Hi, I am running two open-e DSS 6 with synchronous replication between the units. when the primary had a hardware failure, I put the primarys(1) IP address on the backup(2) unit. I changed the replication volumes to source on 1 and removed CHAP from all volumes (because it was causing problems) got all clients running again pointing at unit 1. unit 2 has now been repaired and I put the ip addresses from unit 1 on unit 2, (so they have swapped ip addresses) I now cannot get replication to run. on unit 2 (now the backup) I have set the replication volumes to destination, and cleared metadata on both units. I tried deleteing the entire destination LV and recreated it, set it up to use replication and attached it to the same iscsi target. I was able to create the replication job connecting the LV0004 in a recreated replication task, but it will not run.

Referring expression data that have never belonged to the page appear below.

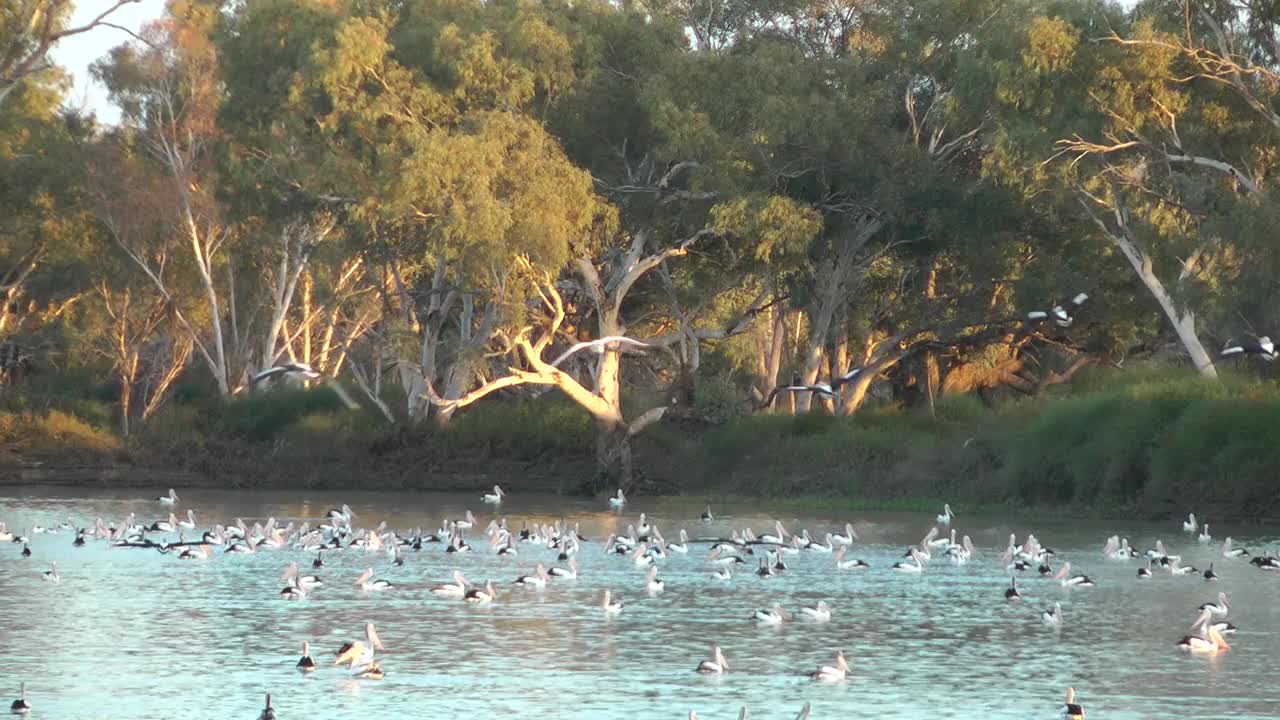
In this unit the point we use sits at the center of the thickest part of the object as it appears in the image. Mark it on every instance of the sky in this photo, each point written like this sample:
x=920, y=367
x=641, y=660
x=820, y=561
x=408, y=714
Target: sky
x=77, y=53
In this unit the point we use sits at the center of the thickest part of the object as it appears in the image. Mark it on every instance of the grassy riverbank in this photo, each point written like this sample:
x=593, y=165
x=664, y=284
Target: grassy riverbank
x=1150, y=443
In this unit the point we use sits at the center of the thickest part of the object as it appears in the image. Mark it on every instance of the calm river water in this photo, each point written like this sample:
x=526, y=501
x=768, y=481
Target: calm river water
x=137, y=634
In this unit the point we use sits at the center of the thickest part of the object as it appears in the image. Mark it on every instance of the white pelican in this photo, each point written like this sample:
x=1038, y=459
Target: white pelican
x=536, y=580
x=1011, y=593
x=654, y=586
x=775, y=616
x=717, y=662
x=1072, y=711
x=567, y=573
x=682, y=546
x=481, y=596
x=841, y=564
x=1070, y=580
x=832, y=673
x=1219, y=609
x=914, y=566
x=360, y=655
x=457, y=588
x=1211, y=643
x=819, y=613
x=1052, y=616
x=21, y=706
x=945, y=519
x=305, y=662
x=368, y=583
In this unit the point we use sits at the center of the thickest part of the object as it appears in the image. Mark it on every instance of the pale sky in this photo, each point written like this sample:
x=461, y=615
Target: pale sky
x=77, y=53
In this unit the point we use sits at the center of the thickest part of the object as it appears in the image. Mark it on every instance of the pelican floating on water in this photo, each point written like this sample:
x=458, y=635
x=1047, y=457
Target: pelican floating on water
x=306, y=664
x=1070, y=710
x=717, y=664
x=832, y=673
x=21, y=706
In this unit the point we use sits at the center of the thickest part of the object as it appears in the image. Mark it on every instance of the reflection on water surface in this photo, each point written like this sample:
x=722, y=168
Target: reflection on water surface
x=131, y=633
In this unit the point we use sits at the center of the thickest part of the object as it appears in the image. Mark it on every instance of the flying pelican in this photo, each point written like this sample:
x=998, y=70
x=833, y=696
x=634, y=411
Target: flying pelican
x=945, y=519
x=832, y=673
x=1189, y=527
x=717, y=664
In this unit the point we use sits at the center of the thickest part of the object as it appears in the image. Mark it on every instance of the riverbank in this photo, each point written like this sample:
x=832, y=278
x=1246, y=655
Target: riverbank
x=1147, y=445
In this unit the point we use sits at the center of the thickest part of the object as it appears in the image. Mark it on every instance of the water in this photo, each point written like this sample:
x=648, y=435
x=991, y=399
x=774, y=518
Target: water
x=131, y=633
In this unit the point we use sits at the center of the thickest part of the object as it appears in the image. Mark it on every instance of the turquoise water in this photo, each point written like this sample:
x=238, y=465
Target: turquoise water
x=132, y=633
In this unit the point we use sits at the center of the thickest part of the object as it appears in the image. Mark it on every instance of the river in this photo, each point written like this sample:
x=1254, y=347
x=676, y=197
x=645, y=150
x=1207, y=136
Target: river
x=138, y=634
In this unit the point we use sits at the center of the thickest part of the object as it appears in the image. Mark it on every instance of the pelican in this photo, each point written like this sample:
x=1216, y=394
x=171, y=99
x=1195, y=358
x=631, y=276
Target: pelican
x=368, y=583
x=360, y=656
x=481, y=596
x=1072, y=711
x=945, y=519
x=1011, y=593
x=1070, y=580
x=819, y=613
x=682, y=546
x=654, y=586
x=457, y=588
x=717, y=662
x=21, y=706
x=536, y=580
x=832, y=673
x=1211, y=643
x=305, y=662
x=1052, y=618
x=914, y=566
x=775, y=616
x=841, y=564
x=1219, y=609
x=567, y=573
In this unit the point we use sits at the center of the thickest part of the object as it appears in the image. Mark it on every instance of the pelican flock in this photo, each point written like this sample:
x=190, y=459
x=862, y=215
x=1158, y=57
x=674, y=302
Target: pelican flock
x=641, y=547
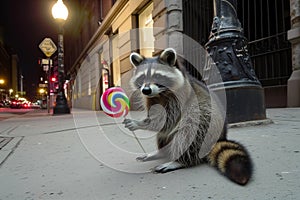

what is slightly unusual about my implementation is that the servers have 2 nics, they were originally bonded, but later broken to see if we could set up automatic failover.
unit1 eth0 10.1.0.3, eth1 10.1.1.104
unit2 WAS eth0 10.1.0.4, eth1 10.1.1.103
I found that when i try to create replication tasks unit 1 cant see the destinations on unit 2 unless I set the mirroring to use the eth0 address, which puts all my traffic on eth0 and none on eth1.
I have created a new bonded nic on unit 2, bond0 10.1.0.4
and unit 1 can still see the destination volumes on unit 2, but replication will not run.
I tried creating a static route to make eth1 use eth1 when communicating with the eth1 on the opposite unit.
both units can ping all addresses.
I thought it would work if I can ping between units, have source and destination, have cleared metadata, have deleted and recreated LV of same size and replication type (block), have the same chap settings on the iscsi target (none) .... so I am at a loss here. any suggestions welcomed. Thanks.